Welcome to The WonkLine, a daily 10 a.m. roundup of the latest news about health care, the economy, national security and climate policy. This is what we’re reading. Tell us what you found in the comments section below, and subscribe to the RSS feed. Also, you can now follow The Wonk Room on Twitter.
A day after conducting its second nuclear test, and hours after the UN Security Council unanimously condemned the test, North Korea fired two short-range missiles off an east-coast base, South Korea’s Yonhap news agency reported.
Hundreds of thousands of civilians remain trapped in Pakistan’s Swat Valley region amid fighting between the government and Taliban insurgents. “The offensive has sparked an exodus of 2.3 million people, according to provincial government figures.”
Spencer Ackerman reports that the Obama administration’s placement of a key Pakistani aid initiative under the purview of the Pentagon “has struck some on Capitol Hill — and in the State Department — as retrenchment on a core Obama administration priority: its pledge to rebalance a foreign-policy apparatus it sees as overly militarized.”
Rep.
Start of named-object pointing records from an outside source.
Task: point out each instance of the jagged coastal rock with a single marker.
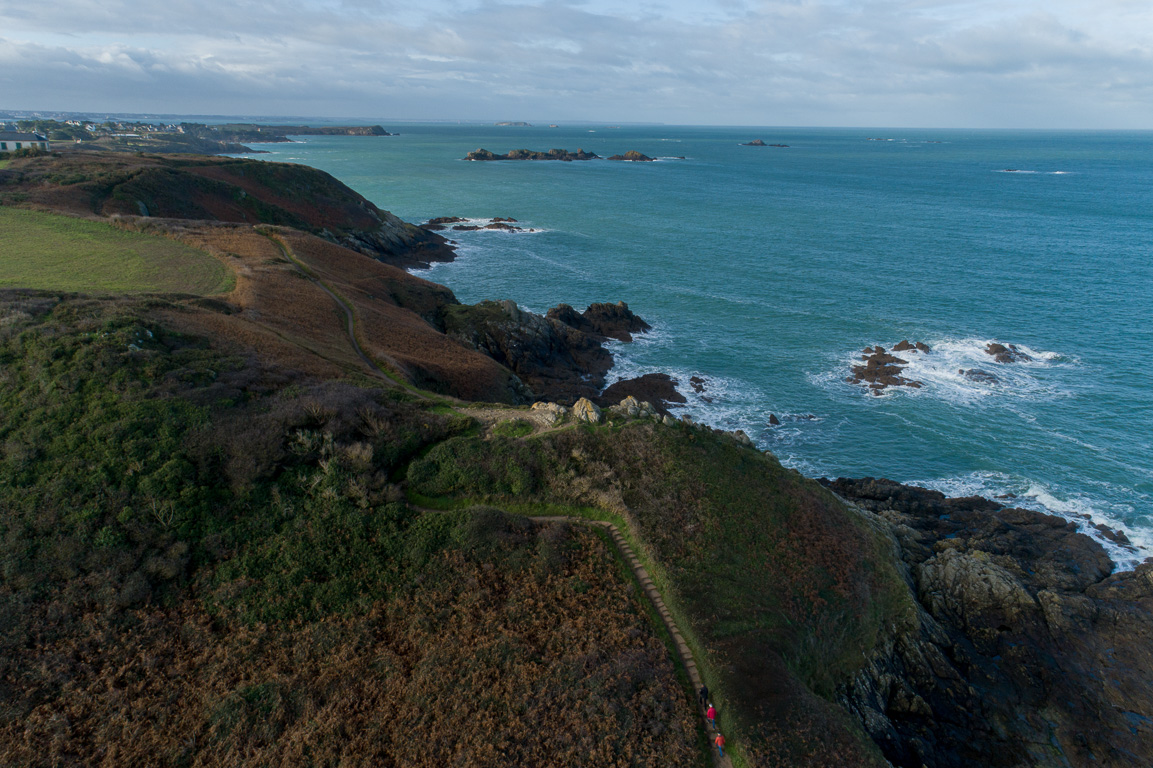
(658, 389)
(532, 155)
(882, 370)
(1007, 353)
(1020, 648)
(632, 156)
(585, 409)
(605, 320)
(558, 361)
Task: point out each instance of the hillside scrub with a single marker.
(783, 587)
(203, 561)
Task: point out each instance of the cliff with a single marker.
(245, 528)
(221, 189)
(1024, 650)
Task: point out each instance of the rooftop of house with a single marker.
(15, 136)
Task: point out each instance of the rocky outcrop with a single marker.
(602, 320)
(557, 361)
(1019, 648)
(658, 389)
(632, 156)
(583, 409)
(978, 375)
(882, 370)
(1005, 353)
(396, 242)
(483, 155)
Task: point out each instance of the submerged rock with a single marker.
(585, 409)
(882, 370)
(1005, 354)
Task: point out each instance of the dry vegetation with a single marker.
(783, 590)
(525, 650)
(203, 562)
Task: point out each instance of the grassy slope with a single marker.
(781, 589)
(203, 562)
(58, 253)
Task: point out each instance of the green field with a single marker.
(60, 253)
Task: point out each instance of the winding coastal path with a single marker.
(626, 551)
(654, 595)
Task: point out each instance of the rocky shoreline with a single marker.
(564, 156)
(1020, 646)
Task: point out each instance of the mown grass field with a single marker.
(59, 253)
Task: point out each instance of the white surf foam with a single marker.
(1085, 512)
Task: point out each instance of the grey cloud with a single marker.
(896, 61)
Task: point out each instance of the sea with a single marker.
(767, 270)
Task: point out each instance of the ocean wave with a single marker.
(1041, 173)
(1083, 511)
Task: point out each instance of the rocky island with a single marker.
(530, 155)
(882, 370)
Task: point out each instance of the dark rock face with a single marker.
(658, 389)
(1020, 649)
(632, 156)
(1005, 354)
(978, 375)
(560, 358)
(603, 320)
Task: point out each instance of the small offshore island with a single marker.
(564, 156)
(276, 501)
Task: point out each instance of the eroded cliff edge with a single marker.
(1025, 648)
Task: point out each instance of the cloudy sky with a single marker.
(1015, 64)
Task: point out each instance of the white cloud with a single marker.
(976, 62)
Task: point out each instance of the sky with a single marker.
(965, 64)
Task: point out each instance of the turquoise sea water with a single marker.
(767, 270)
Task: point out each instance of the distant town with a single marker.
(45, 134)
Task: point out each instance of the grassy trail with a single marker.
(654, 596)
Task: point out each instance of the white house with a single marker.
(12, 141)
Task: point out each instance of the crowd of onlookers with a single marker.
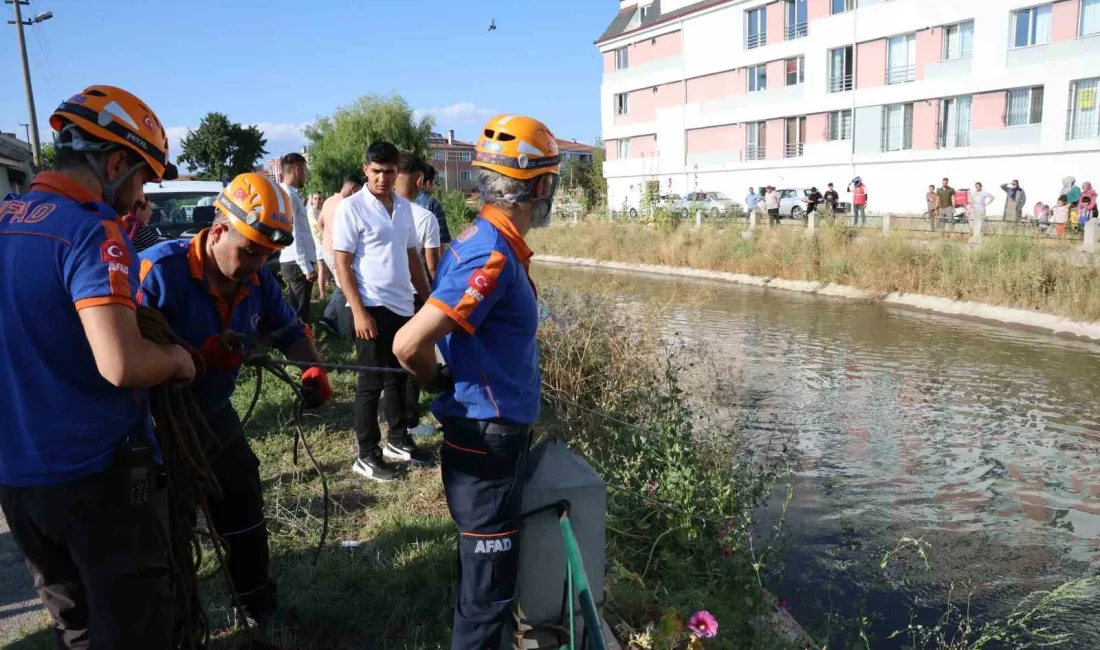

Barney Frank (D-MA) has introduced legislation that “would allow the Treasury Department to license and regulate online gambling companies that serve American customers.” Frans said that “online gambling should be legal as a matter of personal liberty, calling it an activity the government should neither encourage nor prohibit.”
As the Treasury Department prepares to “unveil its plan for revamping the patchwork of agencies that oversee the financial industry,” Sen. Chuck Schumer (D-NY) has announced that he wants to attach a “shareholder bill of rights” to the package.
President Obama is expected to announce later this week the creation of a cyber security czar who “will have broad authority to develop strategy to protect the nation’s government-run and private computer networks.”
“The number of rigs actively exploring for oil and natural gas in the United States fell by 18 this week to 900, down more than half from a year ago,” even as House Natural Resources chair Nick Rahall (D-WV) called for legislation that “promotes domestic energy production on the outer continental shelf and federal lands.”
“We are jumping as high as the political system will tolerate,” said Todd Stern, the US Special Envoy for Climate Change about the Obama administration’s climate goals, saying “the U.S. level of effort is probably equal, or superior, to that of Europe.”
Thomas Kuhn, president of the Edison Electric Institute, a major utility lobbying group, about Waxman-Markey: “We have expressed our concerns about the size of the target, particularly the near-term targets.”
Karen Davis on the health industry’s pledge to control costs: “As the Congressional reform bills are shaped this summer, it will be important to remember that voluntary efforts have failed in the past…policymakers should consider incorporating expenditure targets in a public health insurance plan that is part of health reform and in Medicare.”
An increasing number of Democratic lawmakers are considering taxing employer-sponsored health care benefits to fund health care reform. An unnamed Ways and Means member said, “Everyone hates it. But where else do you go?”
Sen. Max Baucus (D-MT) has indicated that passing reform “supersedes his desire for bipartisanship.” “I want a bipartisan bill, because it’s more sustainable… But I don’t know. Crunch time is coming up here pretty soon,” Baucus said.